A comedy with what turn out to be a lot of big ideas, which it would’ve been nice if they’d talked about during the movie instead of doing a big subplot around Tracy and Hepburn’s neighbor, David Wayne, who’s a popular musician; he’s also got the hots for Hepburn and sees his chance as the case starts to destabilize the usually wonderful marriage.

That usually wonderful marriage is what makes Adam’s Rib so much fun. Tracy and Hepburn are phenomenal together. Their married banter, thanks both to the actors and their script, is peerless. And they’ve got a great relationship. The script does a great job in the first act establishing their wedded bliss separate from their careers, which then collide and spill over, but not in a way the first act’s handling would predict. The script’s much tighter in the first act as far as establishing the ground situation but it doesn’t do anything to set up the character development. Again, great script, but a big problem one too.

Also in the first act the film seems like it might take Holliday’s murder trial seriously. Like as a procedural. Because the film tries not to utilize screwball humor. It can’t resist, which is a problem as the film’s set up to not be screwball so the screwball scenes don’t play. That lower energy Cukor direction; he respects and enables the actors but nothing else. He doesn’t even showcase them as much as their ability to execute the routine. Good, but not as good as it should be.

Anyway, Holliday—who’s sort of the protagonist of the whole thing, or ought to be—disappears into background. She’s great, but she gets almost nothing to do. There’s potential for some kind of relationship, though not friendship, between Holliday and Hepburn—even a client and attorney one—but the film doesn’t do anything with it. And Tracy never gets shown presenting his case. Or working on his case. So not a good procedural, which is a bummer since—once the finale reveals Tracy’s motivations—it could’ve been a great courtroom drama.

Instead, it’s a wonderfully charming and almost always entertaining Spencer Tracy and Katharine Hepburn picture. The production values are strong, Cukor’s more than adequate, the script’s great, Holliday’s excellent, Wayne doesn’t get too tiresome even though it seems like he might, George J. Folsey’s photography is nice, George Boemler’s editing not so much, but… it works. It all works. It just doesn’t try hard enough. Maybe some of it is Production Code related. But the way the script compensates really doesn’t work, leaving Tracy and Hepburn with good roles in a fun comedy instead of great parts in a better film.


Adventures of Captain Marvel (1941, William Witney and John English)
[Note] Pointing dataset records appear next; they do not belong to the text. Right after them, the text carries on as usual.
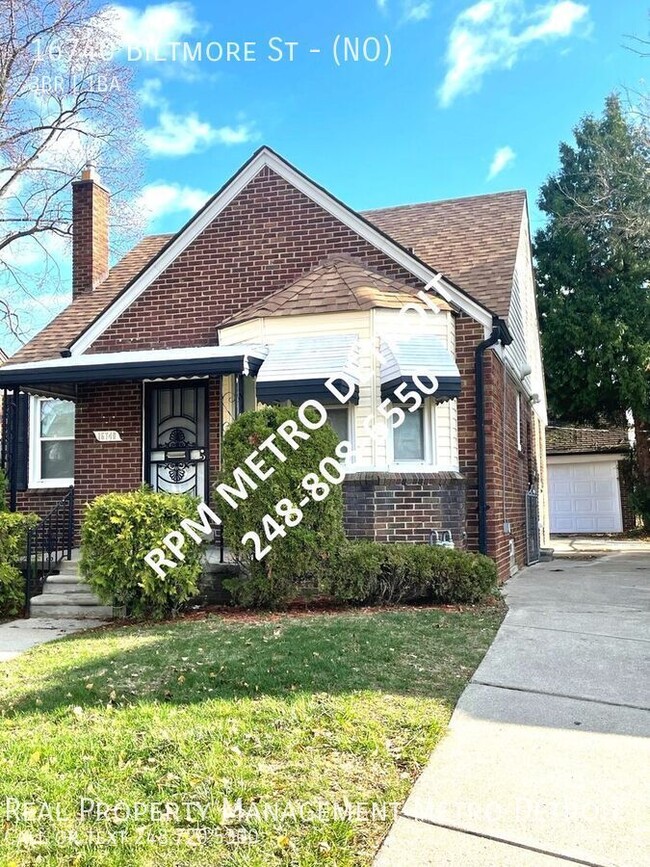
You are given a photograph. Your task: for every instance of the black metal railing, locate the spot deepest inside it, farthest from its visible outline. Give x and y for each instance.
(532, 527)
(218, 540)
(47, 544)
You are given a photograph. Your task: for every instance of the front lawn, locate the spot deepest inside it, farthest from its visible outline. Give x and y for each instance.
(133, 745)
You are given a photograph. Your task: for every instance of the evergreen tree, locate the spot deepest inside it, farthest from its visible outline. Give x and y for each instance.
(593, 274)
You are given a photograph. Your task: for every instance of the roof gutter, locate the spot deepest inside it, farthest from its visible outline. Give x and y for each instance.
(500, 334)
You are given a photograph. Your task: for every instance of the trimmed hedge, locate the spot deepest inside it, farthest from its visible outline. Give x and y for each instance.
(373, 573)
(118, 531)
(13, 537)
(293, 565)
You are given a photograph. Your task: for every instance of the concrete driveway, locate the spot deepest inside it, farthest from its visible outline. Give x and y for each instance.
(547, 760)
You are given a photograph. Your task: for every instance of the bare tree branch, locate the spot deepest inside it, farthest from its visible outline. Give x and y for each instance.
(65, 99)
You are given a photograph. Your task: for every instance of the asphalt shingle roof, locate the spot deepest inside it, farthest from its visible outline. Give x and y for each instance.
(473, 241)
(78, 315)
(338, 285)
(576, 440)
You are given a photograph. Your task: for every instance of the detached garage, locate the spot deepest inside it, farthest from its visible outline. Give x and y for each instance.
(586, 480)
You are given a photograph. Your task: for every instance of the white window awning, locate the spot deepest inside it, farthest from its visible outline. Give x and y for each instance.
(424, 356)
(297, 369)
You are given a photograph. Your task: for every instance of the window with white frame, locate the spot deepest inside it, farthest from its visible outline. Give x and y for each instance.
(412, 440)
(338, 417)
(51, 442)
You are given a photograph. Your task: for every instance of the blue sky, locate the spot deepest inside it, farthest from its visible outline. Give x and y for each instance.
(475, 99)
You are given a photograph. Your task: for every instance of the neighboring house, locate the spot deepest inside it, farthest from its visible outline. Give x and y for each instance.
(589, 480)
(271, 288)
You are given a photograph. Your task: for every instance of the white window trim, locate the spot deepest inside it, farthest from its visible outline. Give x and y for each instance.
(35, 480)
(351, 427)
(430, 462)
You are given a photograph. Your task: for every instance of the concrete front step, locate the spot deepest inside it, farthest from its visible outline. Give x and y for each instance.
(65, 581)
(71, 612)
(83, 596)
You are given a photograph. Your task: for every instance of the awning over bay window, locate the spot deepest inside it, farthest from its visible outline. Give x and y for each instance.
(298, 368)
(422, 357)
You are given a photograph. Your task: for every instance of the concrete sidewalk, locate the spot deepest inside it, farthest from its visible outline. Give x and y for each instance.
(17, 636)
(576, 545)
(548, 753)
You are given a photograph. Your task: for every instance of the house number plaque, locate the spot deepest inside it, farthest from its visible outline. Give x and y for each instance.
(107, 436)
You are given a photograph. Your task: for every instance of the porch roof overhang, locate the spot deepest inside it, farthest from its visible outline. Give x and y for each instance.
(423, 356)
(61, 373)
(298, 368)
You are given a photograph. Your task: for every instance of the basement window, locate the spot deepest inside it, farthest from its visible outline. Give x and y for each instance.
(51, 462)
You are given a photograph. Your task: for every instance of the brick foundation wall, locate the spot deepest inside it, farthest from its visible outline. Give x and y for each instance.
(404, 507)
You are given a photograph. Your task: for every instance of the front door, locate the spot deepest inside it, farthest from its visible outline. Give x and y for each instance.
(176, 437)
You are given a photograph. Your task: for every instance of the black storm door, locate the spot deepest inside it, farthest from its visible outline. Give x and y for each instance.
(176, 437)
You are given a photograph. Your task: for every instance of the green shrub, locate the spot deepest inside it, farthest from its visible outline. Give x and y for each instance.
(13, 536)
(381, 573)
(118, 531)
(293, 565)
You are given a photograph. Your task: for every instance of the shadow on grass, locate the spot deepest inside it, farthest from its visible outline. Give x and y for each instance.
(419, 653)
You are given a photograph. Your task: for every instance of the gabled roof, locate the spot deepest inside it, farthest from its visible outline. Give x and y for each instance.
(78, 315)
(585, 440)
(473, 241)
(267, 158)
(338, 285)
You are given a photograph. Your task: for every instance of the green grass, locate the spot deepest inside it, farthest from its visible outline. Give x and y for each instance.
(318, 723)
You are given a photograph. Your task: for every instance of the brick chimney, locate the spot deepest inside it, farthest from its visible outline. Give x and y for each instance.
(90, 205)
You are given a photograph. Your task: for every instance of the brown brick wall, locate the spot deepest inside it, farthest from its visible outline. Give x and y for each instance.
(104, 467)
(404, 507)
(500, 452)
(268, 236)
(509, 471)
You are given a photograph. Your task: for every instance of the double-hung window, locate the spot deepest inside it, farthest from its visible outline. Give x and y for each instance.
(408, 438)
(52, 443)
About seventy percent of Adventures of Captain Marvel is narratively useless. Nothing occurring in chapters two through ten has an effect on how the story actually turns out. The serial has a great first chapter involving a tomb robbing archeological expedition in Thailand. Radio journalist Frank Coghlan Jr. is along, presumably to do a story but mostly just to do grunt work. He refuses to participate in the most egregious tomb robbing. Good move as native tribes (on horseback on the great Thailand tundra) attack the expedition.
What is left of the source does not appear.